The Japanese Nuclear Crisis

While tragic in many ways, the Japanese nuclear crisis is interesting in even more ways. Design of nuclear reactors have to meet criteria often unfathomable. Events with so low a probability that they would be insignificant, have to be considered. Since few things in life have zero probability, the design elements of nuclear reactors and containment of waste are causing considerable panic.

Designers have to include one element that is extremely difficult to predict. The impact of heroic measures. Emergency workers are valiantly risking their lives to control the situation. Well intentioned, but not very prudent actions are the result in this case.

The type of reactors involved have design features to contain and minimize dangers. Once a significant amount of damage is done to the fuel, partial meltdown, the design of the pressure vessel and concrete containment building should handle the maximum amount of molten radiative fuel possible. The possibility of all the fuel melting, then all the molten fuel melting through the metal pressure vessel, then all of that fuel remaining molten as it falls to the concrete floor of the containment building dry well are extremely remote. That is the basis of the design, and extremely remote possibility.

Should the emergency actions cause water to be introduced into the "DRY" well, the possibility of a steam explosion that can spread the heavier, more dangerous, radioactive elements increases. The Japanese military are dumping sea water on the concrete containment buildings which increase the potential of the disaster, not decreases the potential.

The shape, weight and design of the concrete plug at the top of the containment building takes even this remote possibility into consideration. The plug is heavy enough to not move out of position until pressure in the containment building is high enough to produce potential damage to the containment building. If the plug is removed by a major steam explosion, the shape and size of the containment structure to the plug location, is designed to allow pressure from the steam explosion to be relieved without destroying the containment structure. More water than normal, can create a jet of steam from the containment building until either the water evaporates or the fuel is sufficiently cooled. While the jet is evidence of some cooling of the fuel, it is also evidence of more radioactivity being spread. Health impact wise it is best not to dump sea water on the reactor.

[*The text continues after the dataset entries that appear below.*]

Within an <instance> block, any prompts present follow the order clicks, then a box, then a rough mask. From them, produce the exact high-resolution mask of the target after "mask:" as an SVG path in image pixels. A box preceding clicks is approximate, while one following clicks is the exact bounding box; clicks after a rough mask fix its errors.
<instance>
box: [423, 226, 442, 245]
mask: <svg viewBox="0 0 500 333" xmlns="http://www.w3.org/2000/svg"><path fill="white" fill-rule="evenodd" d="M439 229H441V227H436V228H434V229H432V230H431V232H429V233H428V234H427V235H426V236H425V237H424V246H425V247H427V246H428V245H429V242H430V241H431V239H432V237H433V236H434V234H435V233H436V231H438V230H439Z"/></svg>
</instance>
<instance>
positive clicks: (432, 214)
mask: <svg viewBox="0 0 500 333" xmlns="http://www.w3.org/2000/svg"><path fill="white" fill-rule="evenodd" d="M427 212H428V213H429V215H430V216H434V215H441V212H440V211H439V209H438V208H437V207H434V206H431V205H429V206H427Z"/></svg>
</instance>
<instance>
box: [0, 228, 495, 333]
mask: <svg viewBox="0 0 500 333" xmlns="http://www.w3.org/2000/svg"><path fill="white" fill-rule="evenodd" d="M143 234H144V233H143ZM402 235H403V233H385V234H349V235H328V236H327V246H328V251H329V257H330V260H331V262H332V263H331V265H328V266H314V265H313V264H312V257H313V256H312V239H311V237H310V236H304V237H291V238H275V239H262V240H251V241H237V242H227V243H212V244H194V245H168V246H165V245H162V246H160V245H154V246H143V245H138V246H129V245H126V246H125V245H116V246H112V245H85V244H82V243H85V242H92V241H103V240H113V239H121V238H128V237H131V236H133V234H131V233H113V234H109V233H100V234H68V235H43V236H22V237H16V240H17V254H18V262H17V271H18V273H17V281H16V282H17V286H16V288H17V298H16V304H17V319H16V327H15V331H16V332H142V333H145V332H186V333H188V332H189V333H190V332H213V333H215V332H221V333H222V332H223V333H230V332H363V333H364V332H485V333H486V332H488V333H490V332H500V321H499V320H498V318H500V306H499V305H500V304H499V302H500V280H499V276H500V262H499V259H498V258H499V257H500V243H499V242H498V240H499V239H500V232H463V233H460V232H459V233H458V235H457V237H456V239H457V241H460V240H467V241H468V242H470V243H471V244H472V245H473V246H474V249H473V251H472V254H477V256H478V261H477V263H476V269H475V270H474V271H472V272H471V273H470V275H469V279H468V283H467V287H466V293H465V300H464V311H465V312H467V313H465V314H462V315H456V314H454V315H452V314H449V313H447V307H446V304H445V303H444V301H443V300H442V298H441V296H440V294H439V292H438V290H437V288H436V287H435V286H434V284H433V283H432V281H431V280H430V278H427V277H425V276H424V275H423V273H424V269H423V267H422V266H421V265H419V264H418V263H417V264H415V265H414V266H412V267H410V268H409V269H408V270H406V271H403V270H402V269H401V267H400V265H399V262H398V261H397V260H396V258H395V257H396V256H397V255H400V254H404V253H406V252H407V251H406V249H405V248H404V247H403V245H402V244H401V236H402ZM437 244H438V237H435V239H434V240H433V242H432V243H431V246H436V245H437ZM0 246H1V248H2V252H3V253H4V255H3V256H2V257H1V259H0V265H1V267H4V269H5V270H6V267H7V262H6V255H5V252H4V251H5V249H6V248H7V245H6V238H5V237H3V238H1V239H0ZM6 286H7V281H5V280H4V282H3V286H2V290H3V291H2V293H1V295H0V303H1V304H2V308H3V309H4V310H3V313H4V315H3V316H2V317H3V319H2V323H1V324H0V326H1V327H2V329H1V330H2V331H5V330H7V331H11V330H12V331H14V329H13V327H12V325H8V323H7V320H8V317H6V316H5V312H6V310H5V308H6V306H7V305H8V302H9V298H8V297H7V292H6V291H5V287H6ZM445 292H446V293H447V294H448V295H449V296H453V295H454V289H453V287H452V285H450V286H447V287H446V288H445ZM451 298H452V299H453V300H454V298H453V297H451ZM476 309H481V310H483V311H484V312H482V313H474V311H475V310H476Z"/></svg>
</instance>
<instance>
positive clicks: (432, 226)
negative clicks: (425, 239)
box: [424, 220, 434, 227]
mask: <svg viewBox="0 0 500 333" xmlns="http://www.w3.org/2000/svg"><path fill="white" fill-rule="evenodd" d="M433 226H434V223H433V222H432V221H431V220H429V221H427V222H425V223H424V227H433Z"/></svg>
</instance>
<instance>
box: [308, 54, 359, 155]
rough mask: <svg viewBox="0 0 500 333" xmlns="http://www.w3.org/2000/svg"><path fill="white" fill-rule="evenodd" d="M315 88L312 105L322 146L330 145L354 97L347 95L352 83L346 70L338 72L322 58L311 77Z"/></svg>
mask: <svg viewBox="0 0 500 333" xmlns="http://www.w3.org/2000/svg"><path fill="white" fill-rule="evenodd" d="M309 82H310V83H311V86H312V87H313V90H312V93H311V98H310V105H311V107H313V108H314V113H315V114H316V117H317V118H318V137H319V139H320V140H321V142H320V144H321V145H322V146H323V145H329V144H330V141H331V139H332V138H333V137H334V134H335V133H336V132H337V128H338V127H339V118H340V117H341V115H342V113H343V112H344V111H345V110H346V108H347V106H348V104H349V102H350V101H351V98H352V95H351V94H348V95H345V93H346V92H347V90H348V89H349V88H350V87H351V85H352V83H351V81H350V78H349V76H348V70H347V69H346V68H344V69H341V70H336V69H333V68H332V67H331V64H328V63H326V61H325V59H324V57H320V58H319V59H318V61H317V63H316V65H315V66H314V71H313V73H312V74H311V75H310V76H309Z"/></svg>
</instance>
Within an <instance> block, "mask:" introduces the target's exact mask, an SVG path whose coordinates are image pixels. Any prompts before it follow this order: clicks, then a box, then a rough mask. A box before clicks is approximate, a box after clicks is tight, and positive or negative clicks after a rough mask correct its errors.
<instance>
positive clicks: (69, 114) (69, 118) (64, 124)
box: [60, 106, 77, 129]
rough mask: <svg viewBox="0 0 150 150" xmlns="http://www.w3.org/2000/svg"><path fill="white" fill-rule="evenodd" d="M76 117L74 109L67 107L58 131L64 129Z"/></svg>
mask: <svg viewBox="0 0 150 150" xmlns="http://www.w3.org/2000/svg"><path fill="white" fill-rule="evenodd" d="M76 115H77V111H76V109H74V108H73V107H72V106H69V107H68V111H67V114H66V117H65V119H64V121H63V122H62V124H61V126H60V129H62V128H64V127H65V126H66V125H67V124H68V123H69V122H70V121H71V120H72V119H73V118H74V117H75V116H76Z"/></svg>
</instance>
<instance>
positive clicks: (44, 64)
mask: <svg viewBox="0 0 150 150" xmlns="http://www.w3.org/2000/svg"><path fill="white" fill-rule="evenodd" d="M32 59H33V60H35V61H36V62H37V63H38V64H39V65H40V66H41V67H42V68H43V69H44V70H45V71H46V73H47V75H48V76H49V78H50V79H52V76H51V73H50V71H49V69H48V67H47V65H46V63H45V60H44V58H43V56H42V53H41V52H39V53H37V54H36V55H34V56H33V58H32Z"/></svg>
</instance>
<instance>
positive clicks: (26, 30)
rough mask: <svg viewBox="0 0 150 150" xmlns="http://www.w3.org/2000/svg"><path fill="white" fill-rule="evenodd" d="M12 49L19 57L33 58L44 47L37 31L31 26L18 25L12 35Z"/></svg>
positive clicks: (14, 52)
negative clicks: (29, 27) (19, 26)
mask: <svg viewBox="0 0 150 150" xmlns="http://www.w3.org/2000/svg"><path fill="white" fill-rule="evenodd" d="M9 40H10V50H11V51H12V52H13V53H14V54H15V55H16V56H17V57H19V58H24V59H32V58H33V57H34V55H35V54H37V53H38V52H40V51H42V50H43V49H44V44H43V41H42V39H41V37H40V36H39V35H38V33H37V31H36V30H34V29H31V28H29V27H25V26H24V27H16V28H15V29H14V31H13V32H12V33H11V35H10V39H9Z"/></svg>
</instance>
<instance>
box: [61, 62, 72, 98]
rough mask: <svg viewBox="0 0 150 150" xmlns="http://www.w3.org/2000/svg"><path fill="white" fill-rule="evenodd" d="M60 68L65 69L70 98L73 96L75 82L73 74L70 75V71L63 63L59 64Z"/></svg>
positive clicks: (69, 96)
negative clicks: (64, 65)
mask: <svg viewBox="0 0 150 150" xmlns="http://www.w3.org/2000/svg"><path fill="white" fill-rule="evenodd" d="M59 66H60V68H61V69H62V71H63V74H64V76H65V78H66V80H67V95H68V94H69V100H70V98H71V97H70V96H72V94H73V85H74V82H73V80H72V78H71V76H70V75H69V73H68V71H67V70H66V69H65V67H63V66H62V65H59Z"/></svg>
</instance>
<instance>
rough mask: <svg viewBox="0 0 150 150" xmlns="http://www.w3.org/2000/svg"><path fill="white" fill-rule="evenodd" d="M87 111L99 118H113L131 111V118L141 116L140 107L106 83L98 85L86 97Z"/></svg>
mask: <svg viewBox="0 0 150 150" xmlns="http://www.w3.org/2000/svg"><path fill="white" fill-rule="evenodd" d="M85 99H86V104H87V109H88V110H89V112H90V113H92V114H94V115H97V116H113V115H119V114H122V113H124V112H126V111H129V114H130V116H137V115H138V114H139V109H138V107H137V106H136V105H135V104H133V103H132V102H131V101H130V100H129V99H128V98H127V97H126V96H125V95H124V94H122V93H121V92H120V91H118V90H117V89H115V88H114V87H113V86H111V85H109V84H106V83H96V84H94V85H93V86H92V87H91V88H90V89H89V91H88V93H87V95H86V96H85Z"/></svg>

The spent fuel cooling pools is another overly complicated situation. There is a remote possibility that the spent fuel can return to criticality. There is a remote possibility that the Zircaloy cladding of the spent fuel rods can "burn" or oxidize. Both of these are "Extremely" remote possibilities. Most people should have the common sense to report the possibilities in terms that the general public can relate to. The criticality probability is equivalent to winning the Irish sweepstakes, being struck by lightning a couple of times and then still being able to spend the money without your ex-wife getting half of it. The probability of the cladding fire is much greater. While I don't have all the information needed to give a more exact estimate, it is more like winning the Irish sweepstakes and not having to give your ex-wife half.

There is also a huge misunderstanding about how much and what kind of radiation is a problem. Too much too fast is without a doubt a problem, but how much is too much too fast? A good guideline is 5000 millirad per year and 10,000 millirads in rapid doses. Below those numbers there is no measurable increase in cancer risk, per the NRC fact sheet on average dosage. There is a large gray area between 10,000 millirads and 50,000 millirads, the point where significant risk is verified. Even the significance of that risk is dependent on the individual.

So while the situation is tragic, it is also a good learning experience.